For phosphatidylserine (PS) detection using an Annexin V binding assay, cells were resuspended in 1× Annexin V binding buffer (Cat. #556454; BD Pharmingen) and incubated with FITC-conjugated Annexin V (Cat. #640906; BioLegend) for 30 min at rt under constant agitation. Following incubation, samples were washed twice, centrifuged, and finally resuspended in Annexin V binding buffer protected from light.
Unstained cells were used as negative controls and the following antibodies were used as isotype controls: PE-conjugated mouse IgG1 antibody (clone MOPC-21; Cat. #400112; BioLegend); FITC-conjugated mouse IgG1 antibody (clone MOPC-21; Cat. #400107; BioLegend); Mouse IgG1 antibody (clone P3.6.2.8.1; Cat. # 14-4714-82; eBioscience, San Diego, CA, USA); and Rabbit polyclonal antibody (clone Poly29108; Cat # 910801; BioLegend). Flow cytometry data acquisition was performed using FACSCalibur (BD Biosciences) and Attune (Applied Biosystems, Thermo Fisher Scientific) flow cytometers (BD Biosciences). Data were collected using CellQuest software and analyzed with FlowJo software version 10.

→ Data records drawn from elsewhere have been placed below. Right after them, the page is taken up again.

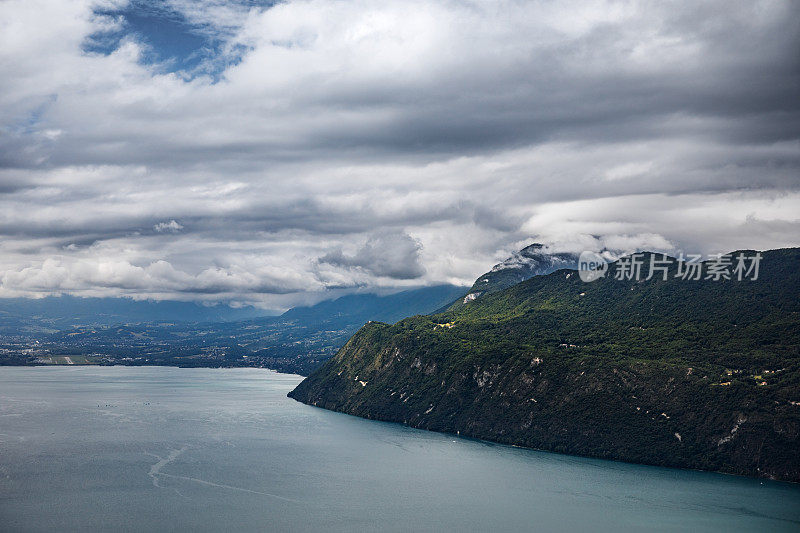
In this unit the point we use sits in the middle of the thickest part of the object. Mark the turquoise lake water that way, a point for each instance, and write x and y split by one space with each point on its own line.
168 449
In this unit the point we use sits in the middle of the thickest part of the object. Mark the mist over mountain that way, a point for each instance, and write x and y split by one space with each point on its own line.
695 373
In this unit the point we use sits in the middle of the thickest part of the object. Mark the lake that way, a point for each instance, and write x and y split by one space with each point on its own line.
168 449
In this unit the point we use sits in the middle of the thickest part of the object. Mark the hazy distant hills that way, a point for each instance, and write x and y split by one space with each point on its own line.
689 373
189 335
63 312
531 261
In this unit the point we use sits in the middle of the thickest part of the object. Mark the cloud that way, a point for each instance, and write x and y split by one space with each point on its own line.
392 255
309 144
168 227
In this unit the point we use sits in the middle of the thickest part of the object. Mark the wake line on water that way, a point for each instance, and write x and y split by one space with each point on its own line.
155 471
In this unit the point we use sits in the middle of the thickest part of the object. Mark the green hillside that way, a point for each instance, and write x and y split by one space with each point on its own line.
697 374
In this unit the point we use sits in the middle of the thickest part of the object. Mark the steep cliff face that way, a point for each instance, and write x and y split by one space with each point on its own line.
698 374
533 260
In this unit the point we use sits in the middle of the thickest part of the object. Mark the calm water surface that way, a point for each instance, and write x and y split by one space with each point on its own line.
167 449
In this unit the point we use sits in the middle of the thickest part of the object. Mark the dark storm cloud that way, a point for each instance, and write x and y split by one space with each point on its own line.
392 255
266 149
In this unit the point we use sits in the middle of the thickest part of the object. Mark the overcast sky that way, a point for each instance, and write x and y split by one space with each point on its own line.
268 154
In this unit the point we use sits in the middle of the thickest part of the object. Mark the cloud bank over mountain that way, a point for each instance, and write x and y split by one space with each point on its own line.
254 153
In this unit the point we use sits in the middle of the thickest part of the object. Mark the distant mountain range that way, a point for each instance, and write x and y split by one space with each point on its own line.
686 373
173 333
55 313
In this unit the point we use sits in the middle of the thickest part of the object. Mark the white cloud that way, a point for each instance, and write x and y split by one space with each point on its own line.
402 141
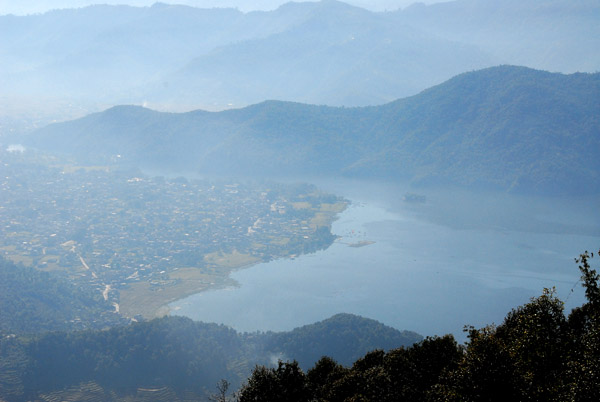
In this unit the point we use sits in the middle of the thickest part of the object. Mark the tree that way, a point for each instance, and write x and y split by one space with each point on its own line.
286 383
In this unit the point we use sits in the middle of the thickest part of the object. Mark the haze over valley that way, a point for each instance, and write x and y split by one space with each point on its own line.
222 193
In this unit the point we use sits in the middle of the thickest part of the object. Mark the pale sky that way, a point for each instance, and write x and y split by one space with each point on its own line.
22 7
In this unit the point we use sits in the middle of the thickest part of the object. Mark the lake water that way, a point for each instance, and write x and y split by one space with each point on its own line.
432 268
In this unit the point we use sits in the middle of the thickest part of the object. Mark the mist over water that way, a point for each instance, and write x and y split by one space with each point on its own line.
459 259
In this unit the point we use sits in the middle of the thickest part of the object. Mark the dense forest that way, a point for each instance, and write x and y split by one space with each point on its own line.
536 354
34 301
174 353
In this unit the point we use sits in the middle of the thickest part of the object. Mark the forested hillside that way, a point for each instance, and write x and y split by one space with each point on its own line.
508 128
537 353
173 353
33 301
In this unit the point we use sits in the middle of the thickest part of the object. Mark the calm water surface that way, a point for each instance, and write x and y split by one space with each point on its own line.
428 272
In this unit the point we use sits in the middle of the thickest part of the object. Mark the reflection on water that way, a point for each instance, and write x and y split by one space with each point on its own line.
411 272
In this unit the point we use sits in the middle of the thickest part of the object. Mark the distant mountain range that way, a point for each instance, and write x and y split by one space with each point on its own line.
327 52
508 128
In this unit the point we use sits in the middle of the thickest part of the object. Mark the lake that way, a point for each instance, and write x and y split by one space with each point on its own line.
432 267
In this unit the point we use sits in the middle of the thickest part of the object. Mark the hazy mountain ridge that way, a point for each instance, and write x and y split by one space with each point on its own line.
508 128
179 57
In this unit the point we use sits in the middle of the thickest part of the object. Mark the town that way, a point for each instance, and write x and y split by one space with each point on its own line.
143 241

4.7. Detection of DENV E Protein and Tissue Factor in Monocytes by Immunofluorescence

Monocytes (2.5 × 10⁵ cells per condition; DENV-infected and non-infected controls) were seeded onto 8-well chamber slides (Lab-Tek II; Thermo Fisher Scientific). Cells were fixed with 2% PFA for 5 min at 4 °C, followed by washing with 2% BSA in PBS. To reduce nonspecific antibody binding, samples were blocked with 2% BSA in PBS for 30 min at rt and washed with 0.5% BSA in PBS.
For detection of the DENV envelope (E) protein, cells were incubated with a mouse anti-dengue complex monoclonal antibody diluted 1:300 in 0.5% BSA in PBS and maintained overnight at 4 °C under constant agitation. After washing, cells were incubated with an Alexa Fluor 555–conjugated donkey anti-mouse IgG secondary antibody diluted 1:500 for 2 h at rt with constant agitation, protected from light, and then washed with 0.5% BSA in PBS. The mouse IgG1 antibody clone P3.6.2.8.1 was used as isotype control.
For Tissue Factor (TF/CD142) detection, cells were incubated with a FITC-conjugated mouse anti-human CD142 antibody diluted 1:100 in 0.5% BSA in PBS for 2 h at rt in the dark, followed by washing with 0.5% BSA in PBS. The FITC-conjugated mouse IgG1 antibody clone MOPC-21 was used as isotype control.
Finally, slides were mounted using a DAPI-containing mounting medium (AAT Bioquest, Sunnyvale, CA, USA). Immunofluorescence images were acquired using an Olympus IX71 inverted microscope equipped with an Olympus DP72 digital camera (Olympus Corp., Miami, FL, USA), and image analysis was performed with ImageJ software version 1.50i (NIH, Bethesda, MA, USA).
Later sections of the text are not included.